Ilaria sagt gern, wie glücklich sie ist, die Tochter von zwei eifrigen Vollzeitdienern zu sein. Sie wuchs in einer ganz normalen Familie auf und fühlte sich nie alleingelassen. Tagsüber war ich für sie da. Abends kam Paolo nach Hause. Oft musste er noch Arbeit fertig machen, doch er nahm sich Zeit für seine Tochter. Er spielte mit ihr und half ihr bei den Hausaufgaben. Und das auch dann, wenn er deshalb erst um zwei oder drei Uhr morgens mit seiner Arbeit fertig wurde. Ilaria sagte oft: „Papa ist mein bester Freund.“
Damit wir Ilaria helfen konnten, auf dem christlichen Weg zu bleiben, mussten wir, wie man sich vorstellen kann, konsequent und mitunter unnachgiebig sein. Ich erinnere mich, dass sie sich einmal beim Spielen mit einer Freundin schlecht benahm. Wir erklärten ihr anhand der Bibel, warum sie sich nicht so verhalten durfte. Auch bestanden wir darauf, dass sie sich in unserer Gegenwart bei ihrer Freundin entschuldigte.

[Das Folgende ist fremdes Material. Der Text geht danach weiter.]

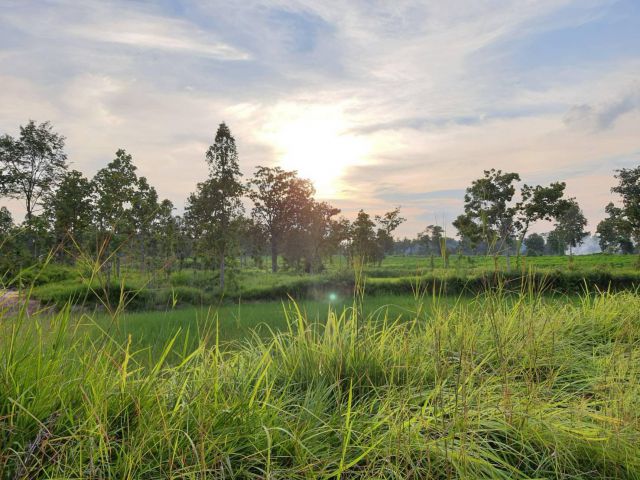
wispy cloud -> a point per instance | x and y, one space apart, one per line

Ilaria sagt gern, dass sie von der Liebe ihrer Eltern zum Predigtdienst immer sehr beeindruckt war. Inzwischen ist sie selbst verheiratet und versteht noch besser, wie wichtig es ist, Jehova zu gehorchen und seiner Anleitung zu folgen.
AUCH IN TRAURIGEN AUGENBLICKEN GEHORCHEN
2008 erfuhr Paolo, dass er Krebs hatte. Zunächst sah es so aus, als würde er ihn besiegen, und Paolo machte mir viel Mut. Wir suchten nicht nur die bestmögliche ärztliche Beratung, sondern baten gemeinsam mit Ilaria Jehova in langen Gebeten um Hilfe, mit der Situation fertigzuwerden. Es war nicht leicht, mit ansehen zu müssen, wie ein so starker und dynamischer Mann immer schwächer wurde. Sein Tod im Jahr 2010 war ein schwerer Schlag. Daran zu denken, was wir in den 45 gemeinsamen Jahren tun durften, ist für mich ein großer Trost. Wir gaben Jehova unser Bestes und ich weiß, dass unsere Arbeit von bleibendem Wert ist. Sehnsüchtig erwarte ich die von Jesus in Johannes 5:28, 29 versprochene Auferstehung und freue mich darauf, Paolo wiederzusehen.
Tief im Innern bin ich immer noch das Mädchen, das die Geschichte über Noah so sehr liebt. An meiner Entschlossenheit hat sich nichts geändert
Tief im Innern bin ich immer noch das Mädchen, das die Geschichte über Noah so sehr liebt. An meiner Entschlossenheit hat sich nichts geändert. Ich möchte Jehova gehorchen — ganz gleich, was das für mich bedeutet. Jedes Hindernis, jedes Opfer und jeder Verlust ist unbedeutend im Vergleich zu den wunderbaren Segnungen, die uns unser liebevoller Gott schenkt. Das habe ich selbst erlebt. Und ich kann jedem versichern: Die Segnungen sind alle Mühe wert!